In the end, both formats enjoy their special appeal. Considering the overall picture from where I'm sitting -- a small and newer player who benefits from plugging into something which is provided by our peers, namely the playing field -- we'd all be the poorer if the mainstream press faltered or crumbled. It'd reflect dubiously on us all. Never mind that audio reviewing as such wouldn't exist without The Absolute Sound and Stereophile. Webbies like us owe our existence to theirs. Wishing one's peers ongoing success is not only respectful and good manners but far more importantly, an act of self preservation. One's own niche is made possible only because of their presence. And perhaps it's also fair to believe that serious web efforts such as our own and those like ours create benefits and opportunities for the print establishment - though I will leave it to them to tell us what those might be.

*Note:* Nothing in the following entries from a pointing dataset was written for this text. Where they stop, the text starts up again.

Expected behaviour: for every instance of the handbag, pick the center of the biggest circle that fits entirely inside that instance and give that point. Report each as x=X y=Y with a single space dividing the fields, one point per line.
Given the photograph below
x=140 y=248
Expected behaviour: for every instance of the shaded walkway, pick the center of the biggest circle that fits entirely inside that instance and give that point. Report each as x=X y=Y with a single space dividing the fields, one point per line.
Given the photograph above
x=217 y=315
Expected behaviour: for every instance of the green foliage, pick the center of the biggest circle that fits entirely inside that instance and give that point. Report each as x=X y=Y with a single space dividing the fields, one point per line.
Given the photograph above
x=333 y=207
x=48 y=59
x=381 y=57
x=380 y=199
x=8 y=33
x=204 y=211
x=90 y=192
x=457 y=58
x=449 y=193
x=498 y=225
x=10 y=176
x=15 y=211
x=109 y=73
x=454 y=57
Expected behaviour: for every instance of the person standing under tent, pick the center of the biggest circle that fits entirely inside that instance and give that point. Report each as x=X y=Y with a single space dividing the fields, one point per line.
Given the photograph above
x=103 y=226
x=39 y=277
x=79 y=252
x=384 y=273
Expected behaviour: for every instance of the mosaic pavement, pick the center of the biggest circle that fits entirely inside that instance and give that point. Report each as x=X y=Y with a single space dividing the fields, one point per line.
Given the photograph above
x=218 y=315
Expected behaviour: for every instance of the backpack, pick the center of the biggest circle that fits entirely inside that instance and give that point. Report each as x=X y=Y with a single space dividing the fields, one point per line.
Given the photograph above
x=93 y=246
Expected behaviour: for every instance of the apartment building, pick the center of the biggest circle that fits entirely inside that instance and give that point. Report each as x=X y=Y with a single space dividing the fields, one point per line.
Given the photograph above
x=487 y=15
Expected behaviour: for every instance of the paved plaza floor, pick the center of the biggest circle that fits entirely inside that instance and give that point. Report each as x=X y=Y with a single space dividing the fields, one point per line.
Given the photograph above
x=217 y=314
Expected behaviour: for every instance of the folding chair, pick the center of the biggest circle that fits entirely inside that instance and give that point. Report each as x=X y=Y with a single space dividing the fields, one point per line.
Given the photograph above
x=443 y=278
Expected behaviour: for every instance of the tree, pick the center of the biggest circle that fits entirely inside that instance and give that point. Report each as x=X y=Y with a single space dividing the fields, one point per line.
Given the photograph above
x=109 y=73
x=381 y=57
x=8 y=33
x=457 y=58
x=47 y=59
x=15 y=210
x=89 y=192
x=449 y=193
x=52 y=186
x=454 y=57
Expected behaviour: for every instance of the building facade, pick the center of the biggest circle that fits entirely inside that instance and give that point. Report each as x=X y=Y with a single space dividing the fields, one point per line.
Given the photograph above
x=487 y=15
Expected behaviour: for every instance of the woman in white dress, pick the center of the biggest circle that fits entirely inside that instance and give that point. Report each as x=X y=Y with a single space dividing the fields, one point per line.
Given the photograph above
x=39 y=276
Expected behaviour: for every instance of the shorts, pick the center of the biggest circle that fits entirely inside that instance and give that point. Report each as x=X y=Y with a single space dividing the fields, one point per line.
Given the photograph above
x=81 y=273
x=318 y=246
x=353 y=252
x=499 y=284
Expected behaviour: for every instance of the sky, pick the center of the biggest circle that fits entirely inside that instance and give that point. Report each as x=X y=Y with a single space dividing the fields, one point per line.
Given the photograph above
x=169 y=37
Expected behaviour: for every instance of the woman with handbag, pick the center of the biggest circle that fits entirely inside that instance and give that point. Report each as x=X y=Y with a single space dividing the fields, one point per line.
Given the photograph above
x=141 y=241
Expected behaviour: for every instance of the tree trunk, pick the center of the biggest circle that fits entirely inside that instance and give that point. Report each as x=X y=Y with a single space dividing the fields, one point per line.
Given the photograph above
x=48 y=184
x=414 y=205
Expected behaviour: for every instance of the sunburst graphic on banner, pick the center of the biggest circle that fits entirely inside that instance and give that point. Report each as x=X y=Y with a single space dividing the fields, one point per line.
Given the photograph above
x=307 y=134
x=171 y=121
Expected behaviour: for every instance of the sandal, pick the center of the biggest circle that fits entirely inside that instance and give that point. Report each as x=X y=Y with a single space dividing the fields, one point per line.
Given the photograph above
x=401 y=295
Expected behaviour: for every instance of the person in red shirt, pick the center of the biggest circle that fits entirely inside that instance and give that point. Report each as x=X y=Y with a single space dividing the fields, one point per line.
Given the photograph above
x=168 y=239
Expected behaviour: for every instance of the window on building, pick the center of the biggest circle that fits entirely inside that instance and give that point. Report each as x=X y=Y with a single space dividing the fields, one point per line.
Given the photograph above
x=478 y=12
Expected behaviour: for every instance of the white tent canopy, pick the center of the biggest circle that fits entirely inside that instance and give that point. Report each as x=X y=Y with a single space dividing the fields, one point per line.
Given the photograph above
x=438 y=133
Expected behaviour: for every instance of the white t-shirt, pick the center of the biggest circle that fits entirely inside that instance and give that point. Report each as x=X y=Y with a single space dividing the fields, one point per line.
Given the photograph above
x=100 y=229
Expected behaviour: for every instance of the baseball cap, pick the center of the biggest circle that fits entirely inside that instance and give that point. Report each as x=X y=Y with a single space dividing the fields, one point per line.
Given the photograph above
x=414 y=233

In closing, I first heard the term zero-sum game uttered by Michael Douglas as the predatorial Gekko in Wall Street. I had to look up what it meant, too. As I learned, it's a pretty unappealing and narrow-minded concept especially when you believe that the world is what we make of it, our experience a direct reflection of our approach and viewpoints. Conversely, just because we are free -- and our writers not paid -- needn't mean we're not serious, sincere or professional. We're just not that kind of professional - except for me if you apply the getting-paid standard. However, we take a perverse kind of pride in being enthusiasts who do it for the joy and passion of it. Hopefully it shows and makes up for certain impersonal aspects that come with reading a computer screen rather than leafing through high-quality glossy paper. Simply, the costs of print are wildly beyond our abilities or even ambitions since embracing them could well replace passion with ongoing survival concerns. So we'd rather not be the biggest or best. We shall remain of managable size and focus on having fun. We kindly thank all manufacturers who have entrusted their gear to us despite being little fish in a big pond. While we may lack star power, we're like Sea Biscuit. We may be the smallest horse on the track but we don't know it - so don't you tell us either!